The three, arguably most important, European states for the last two centuries have been Britain, France and Prussia with the latter becoming the head of a unified Germany. Economically, militarily and, recently, politically in the formation of the EU, these three powers have played centre stage in European affairs of the past and will likely continue to do so for the foreseeable future. A major event for all of these states was their transformation from a mercantile agrarian and even feudal society to an efficient, capitalistic, industrial economy. In some cases, this transformation was a quick process: in others, a slow punctuated affair. For each state, it was a watershed moment that helped secure their position as world powers and set in motion the policies that helped shape their respective positions in the modern world. Germany and France set the course for a policy of collusion between state and industry while Britain has and continues to follow the law of economics, letting the market set its economic policy.

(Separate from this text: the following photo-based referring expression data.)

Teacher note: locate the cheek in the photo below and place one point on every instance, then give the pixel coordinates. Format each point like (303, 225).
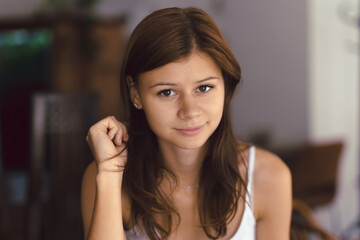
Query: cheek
(158, 116)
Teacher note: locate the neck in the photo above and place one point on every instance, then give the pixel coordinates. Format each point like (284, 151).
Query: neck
(184, 163)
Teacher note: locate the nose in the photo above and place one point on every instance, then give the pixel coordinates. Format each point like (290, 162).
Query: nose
(189, 108)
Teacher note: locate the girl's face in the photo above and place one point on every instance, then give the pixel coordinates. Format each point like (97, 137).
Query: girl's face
(183, 101)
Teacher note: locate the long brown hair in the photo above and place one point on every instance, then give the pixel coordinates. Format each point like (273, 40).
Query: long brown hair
(165, 36)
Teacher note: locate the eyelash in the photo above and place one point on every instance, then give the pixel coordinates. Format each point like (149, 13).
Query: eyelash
(161, 93)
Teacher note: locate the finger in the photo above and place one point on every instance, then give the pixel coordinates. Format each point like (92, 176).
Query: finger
(125, 135)
(107, 124)
(112, 133)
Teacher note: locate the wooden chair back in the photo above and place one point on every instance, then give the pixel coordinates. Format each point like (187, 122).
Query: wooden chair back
(59, 155)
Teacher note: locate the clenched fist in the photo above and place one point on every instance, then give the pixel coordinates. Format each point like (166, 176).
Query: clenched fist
(106, 140)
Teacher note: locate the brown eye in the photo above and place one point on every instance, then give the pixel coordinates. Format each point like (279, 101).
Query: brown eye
(205, 88)
(166, 93)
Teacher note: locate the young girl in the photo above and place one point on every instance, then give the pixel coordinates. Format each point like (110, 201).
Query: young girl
(173, 169)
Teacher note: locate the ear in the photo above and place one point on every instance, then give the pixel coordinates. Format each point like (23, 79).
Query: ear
(134, 94)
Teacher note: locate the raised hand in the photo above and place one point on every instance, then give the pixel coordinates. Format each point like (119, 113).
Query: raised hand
(106, 140)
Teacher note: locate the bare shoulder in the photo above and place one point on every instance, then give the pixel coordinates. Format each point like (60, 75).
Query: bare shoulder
(268, 166)
(272, 186)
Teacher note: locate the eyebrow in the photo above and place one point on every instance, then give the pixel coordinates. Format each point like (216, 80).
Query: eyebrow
(173, 84)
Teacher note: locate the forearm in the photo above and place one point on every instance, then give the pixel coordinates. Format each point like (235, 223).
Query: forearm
(107, 220)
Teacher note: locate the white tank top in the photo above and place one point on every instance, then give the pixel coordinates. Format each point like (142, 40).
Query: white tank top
(247, 228)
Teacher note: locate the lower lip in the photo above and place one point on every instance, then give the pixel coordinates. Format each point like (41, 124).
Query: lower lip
(191, 132)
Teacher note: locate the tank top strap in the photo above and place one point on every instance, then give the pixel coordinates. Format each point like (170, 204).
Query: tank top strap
(251, 165)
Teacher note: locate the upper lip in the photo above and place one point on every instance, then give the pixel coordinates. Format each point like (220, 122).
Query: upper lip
(190, 128)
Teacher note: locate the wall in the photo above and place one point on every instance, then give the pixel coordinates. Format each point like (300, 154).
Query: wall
(334, 100)
(11, 8)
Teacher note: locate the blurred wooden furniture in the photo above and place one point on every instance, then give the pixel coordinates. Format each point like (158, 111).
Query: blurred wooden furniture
(59, 155)
(87, 55)
(314, 173)
(304, 225)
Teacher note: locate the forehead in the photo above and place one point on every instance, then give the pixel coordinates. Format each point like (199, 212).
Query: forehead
(196, 66)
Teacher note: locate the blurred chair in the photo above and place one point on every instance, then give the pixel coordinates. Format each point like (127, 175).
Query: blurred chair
(304, 225)
(59, 155)
(314, 173)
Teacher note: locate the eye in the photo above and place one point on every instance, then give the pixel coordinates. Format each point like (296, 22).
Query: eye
(166, 93)
(204, 88)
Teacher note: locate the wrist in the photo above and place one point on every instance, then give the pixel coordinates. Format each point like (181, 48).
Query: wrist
(109, 178)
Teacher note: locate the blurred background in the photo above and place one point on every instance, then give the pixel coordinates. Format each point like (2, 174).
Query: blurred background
(59, 68)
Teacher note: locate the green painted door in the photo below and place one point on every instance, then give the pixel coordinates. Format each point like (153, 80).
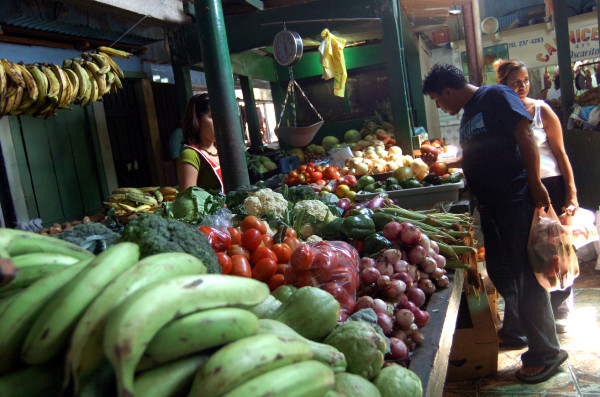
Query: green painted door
(58, 166)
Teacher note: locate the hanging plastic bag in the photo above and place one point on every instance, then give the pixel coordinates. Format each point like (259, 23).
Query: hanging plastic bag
(551, 252)
(332, 60)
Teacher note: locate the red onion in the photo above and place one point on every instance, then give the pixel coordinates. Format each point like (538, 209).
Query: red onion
(398, 349)
(394, 289)
(392, 230)
(417, 296)
(435, 246)
(400, 334)
(379, 306)
(440, 260)
(428, 265)
(392, 255)
(404, 317)
(385, 322)
(425, 242)
(383, 282)
(384, 267)
(364, 302)
(443, 282)
(369, 275)
(421, 318)
(365, 261)
(410, 234)
(416, 255)
(400, 266)
(426, 285)
(405, 277)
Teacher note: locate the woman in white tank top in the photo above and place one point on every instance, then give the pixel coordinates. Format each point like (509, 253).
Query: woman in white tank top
(555, 169)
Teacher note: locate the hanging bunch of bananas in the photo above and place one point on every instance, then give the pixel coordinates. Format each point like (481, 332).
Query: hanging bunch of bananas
(42, 89)
(132, 200)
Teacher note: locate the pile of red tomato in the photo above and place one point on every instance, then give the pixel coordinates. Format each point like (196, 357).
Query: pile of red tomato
(310, 173)
(250, 252)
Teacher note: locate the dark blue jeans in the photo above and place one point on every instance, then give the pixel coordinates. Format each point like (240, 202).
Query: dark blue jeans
(527, 303)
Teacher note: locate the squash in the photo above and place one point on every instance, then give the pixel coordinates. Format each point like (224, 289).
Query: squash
(311, 312)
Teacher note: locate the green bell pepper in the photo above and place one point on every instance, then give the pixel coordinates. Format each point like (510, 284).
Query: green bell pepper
(374, 243)
(358, 226)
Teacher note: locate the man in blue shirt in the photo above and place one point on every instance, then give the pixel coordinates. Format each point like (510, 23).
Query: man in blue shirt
(500, 161)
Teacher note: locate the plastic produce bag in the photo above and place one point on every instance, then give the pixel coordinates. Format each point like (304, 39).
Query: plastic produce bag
(333, 268)
(333, 62)
(551, 252)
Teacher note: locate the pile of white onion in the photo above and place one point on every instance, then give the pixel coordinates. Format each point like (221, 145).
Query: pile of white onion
(397, 285)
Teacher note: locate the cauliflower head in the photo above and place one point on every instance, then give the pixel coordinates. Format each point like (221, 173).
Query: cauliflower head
(266, 200)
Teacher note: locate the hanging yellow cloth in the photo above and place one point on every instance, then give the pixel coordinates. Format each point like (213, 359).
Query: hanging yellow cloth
(332, 60)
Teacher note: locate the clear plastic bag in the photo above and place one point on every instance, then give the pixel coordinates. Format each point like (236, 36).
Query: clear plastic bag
(334, 269)
(551, 252)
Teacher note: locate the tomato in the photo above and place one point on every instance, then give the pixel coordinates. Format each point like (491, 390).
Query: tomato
(303, 279)
(251, 239)
(292, 242)
(224, 262)
(219, 240)
(347, 278)
(268, 241)
(283, 253)
(240, 266)
(252, 222)
(236, 249)
(290, 232)
(276, 281)
(264, 269)
(342, 190)
(302, 257)
(316, 175)
(236, 235)
(323, 266)
(261, 253)
(331, 173)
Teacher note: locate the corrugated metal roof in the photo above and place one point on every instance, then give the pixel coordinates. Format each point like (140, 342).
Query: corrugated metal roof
(44, 25)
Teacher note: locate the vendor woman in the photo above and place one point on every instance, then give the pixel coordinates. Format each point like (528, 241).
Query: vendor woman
(198, 163)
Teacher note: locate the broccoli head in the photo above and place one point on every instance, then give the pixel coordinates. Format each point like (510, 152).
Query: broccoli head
(155, 234)
(93, 236)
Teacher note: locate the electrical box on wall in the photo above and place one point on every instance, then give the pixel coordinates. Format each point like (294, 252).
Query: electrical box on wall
(441, 36)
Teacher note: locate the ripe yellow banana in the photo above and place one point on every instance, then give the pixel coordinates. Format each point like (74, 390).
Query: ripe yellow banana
(3, 82)
(133, 324)
(30, 83)
(103, 65)
(51, 330)
(53, 85)
(85, 349)
(74, 80)
(41, 82)
(114, 52)
(13, 72)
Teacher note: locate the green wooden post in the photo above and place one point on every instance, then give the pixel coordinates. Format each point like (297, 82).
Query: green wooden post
(251, 114)
(219, 80)
(395, 65)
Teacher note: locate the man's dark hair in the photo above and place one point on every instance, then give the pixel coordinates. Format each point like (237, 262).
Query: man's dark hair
(443, 76)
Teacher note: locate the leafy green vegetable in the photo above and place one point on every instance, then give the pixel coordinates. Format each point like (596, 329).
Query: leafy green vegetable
(155, 235)
(94, 237)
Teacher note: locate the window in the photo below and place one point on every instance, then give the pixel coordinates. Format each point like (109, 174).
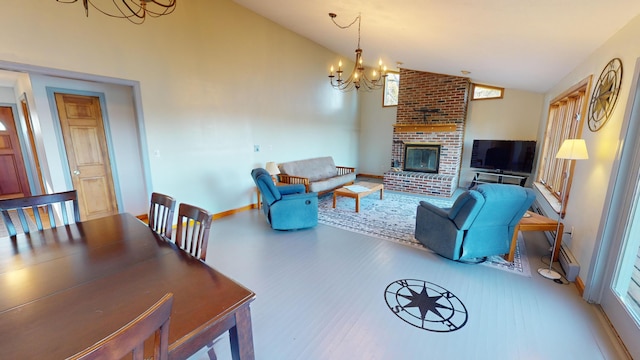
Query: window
(484, 92)
(391, 89)
(564, 121)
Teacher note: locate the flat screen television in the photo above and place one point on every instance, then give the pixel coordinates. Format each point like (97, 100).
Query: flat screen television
(503, 155)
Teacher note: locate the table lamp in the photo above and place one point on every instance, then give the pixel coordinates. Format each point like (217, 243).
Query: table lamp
(272, 169)
(571, 149)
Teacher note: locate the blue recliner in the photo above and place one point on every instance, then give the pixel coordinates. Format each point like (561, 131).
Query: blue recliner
(286, 207)
(479, 224)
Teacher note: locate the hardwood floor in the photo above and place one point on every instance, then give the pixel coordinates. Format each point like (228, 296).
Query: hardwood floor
(321, 295)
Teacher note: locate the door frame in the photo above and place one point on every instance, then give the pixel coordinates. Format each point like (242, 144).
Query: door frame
(26, 153)
(29, 69)
(107, 132)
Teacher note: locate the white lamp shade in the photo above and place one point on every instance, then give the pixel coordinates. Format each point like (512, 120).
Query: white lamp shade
(573, 149)
(272, 168)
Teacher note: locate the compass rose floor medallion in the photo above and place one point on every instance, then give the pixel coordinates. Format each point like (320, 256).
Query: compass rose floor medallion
(426, 305)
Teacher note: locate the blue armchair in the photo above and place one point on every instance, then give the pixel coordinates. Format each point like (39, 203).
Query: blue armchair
(479, 224)
(286, 207)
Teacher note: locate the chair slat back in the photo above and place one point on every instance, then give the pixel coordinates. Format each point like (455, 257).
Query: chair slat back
(161, 214)
(35, 204)
(130, 338)
(192, 234)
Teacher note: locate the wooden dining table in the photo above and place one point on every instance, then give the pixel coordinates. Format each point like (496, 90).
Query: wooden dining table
(64, 289)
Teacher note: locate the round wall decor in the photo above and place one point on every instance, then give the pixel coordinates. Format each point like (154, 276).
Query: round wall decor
(605, 94)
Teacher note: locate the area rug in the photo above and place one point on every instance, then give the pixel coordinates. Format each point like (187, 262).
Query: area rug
(394, 217)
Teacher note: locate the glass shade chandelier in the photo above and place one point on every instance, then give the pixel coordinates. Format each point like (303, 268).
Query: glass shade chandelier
(358, 78)
(135, 11)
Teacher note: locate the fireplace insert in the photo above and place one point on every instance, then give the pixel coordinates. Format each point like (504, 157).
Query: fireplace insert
(421, 157)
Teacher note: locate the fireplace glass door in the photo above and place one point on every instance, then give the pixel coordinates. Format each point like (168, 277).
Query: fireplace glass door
(422, 158)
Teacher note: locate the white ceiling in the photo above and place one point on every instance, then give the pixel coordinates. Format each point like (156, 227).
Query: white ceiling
(521, 44)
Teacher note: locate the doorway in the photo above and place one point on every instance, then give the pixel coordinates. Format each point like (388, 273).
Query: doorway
(14, 182)
(87, 154)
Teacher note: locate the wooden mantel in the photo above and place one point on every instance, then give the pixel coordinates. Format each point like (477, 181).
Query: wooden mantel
(424, 127)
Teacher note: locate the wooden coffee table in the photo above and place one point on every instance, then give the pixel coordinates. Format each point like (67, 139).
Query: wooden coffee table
(536, 222)
(344, 191)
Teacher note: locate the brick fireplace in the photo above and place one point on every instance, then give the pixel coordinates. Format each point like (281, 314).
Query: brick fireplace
(420, 94)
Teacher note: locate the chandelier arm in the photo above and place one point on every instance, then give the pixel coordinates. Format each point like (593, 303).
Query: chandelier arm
(358, 78)
(171, 3)
(132, 10)
(137, 13)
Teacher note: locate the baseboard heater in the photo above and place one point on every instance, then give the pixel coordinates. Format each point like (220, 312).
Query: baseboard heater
(567, 261)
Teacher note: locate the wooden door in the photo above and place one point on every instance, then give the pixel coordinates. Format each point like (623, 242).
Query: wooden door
(13, 175)
(87, 153)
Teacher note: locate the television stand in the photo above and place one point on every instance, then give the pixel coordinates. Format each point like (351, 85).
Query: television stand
(492, 177)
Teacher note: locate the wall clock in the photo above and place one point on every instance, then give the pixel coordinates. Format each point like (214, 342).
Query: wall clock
(605, 94)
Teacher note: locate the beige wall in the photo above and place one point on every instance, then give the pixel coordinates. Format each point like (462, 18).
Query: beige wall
(215, 79)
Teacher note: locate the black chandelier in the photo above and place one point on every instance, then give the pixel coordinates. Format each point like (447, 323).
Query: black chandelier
(135, 11)
(358, 78)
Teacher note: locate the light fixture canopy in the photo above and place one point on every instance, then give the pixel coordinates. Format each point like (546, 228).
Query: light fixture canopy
(135, 11)
(358, 78)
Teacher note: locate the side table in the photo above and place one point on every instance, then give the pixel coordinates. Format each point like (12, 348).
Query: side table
(536, 222)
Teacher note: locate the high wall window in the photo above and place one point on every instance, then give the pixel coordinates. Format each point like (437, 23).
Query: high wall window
(564, 121)
(485, 92)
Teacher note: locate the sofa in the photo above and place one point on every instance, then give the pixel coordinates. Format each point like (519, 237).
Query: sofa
(480, 223)
(320, 175)
(287, 207)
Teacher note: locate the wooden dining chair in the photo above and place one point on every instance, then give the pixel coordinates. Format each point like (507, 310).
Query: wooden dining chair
(192, 234)
(25, 206)
(130, 338)
(161, 214)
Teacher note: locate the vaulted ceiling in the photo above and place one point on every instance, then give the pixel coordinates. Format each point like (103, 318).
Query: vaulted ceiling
(522, 44)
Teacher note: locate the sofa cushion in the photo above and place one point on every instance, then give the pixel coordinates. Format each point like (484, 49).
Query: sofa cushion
(313, 169)
(332, 183)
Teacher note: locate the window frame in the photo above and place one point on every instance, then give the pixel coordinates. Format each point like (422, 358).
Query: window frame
(473, 92)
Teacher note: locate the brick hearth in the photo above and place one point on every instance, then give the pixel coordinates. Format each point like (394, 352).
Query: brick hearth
(432, 91)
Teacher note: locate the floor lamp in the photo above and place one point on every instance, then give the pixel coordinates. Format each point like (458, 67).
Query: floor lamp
(571, 149)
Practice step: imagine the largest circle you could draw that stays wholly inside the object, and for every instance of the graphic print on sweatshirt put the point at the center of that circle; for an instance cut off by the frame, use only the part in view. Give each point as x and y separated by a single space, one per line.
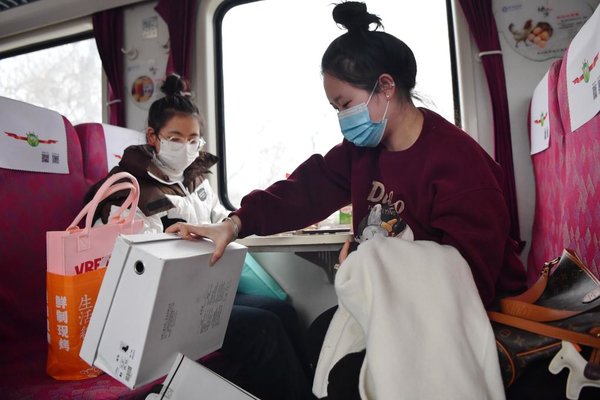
383 220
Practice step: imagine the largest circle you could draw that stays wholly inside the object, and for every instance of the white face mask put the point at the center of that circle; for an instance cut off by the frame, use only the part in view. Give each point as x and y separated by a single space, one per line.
178 156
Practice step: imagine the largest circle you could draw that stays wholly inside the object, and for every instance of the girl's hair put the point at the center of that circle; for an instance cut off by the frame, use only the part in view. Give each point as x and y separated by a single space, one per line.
175 102
360 56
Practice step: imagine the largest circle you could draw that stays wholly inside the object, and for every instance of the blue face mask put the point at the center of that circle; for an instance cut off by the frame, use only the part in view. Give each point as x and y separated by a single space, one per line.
357 126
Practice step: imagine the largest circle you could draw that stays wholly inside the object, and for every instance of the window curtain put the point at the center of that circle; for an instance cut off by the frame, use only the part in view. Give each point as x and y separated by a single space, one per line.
482 24
108 32
180 17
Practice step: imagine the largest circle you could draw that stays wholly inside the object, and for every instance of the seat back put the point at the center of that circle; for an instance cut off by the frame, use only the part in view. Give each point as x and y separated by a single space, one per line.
567 210
548 170
32 203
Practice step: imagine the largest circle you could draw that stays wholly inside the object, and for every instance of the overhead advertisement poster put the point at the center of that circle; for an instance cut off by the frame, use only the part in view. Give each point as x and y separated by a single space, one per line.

Britain first began its process of industrialization, by some accounts, as early as 1740, while France's first attempt was in 1789 and Germany had to wait until after 1870. The importance of a strong economy in forming a strong state was well known. As states in question had to deal with budget shortfalls and increasing military expenditures. However it was Britain that took the first steps to industrialization, well ahead of the rest of the world.
Prior to Britain's industrialization, European states were technologically equivalent. The benchmark for technological development in this period can be found in the military. States were equally developed in that they all had knowledge of ironworking, gun powder and mathematics. Proficiencies in areas varied but all had a lead in certain fields. For example, the German states were renowned for their advances in mining processes.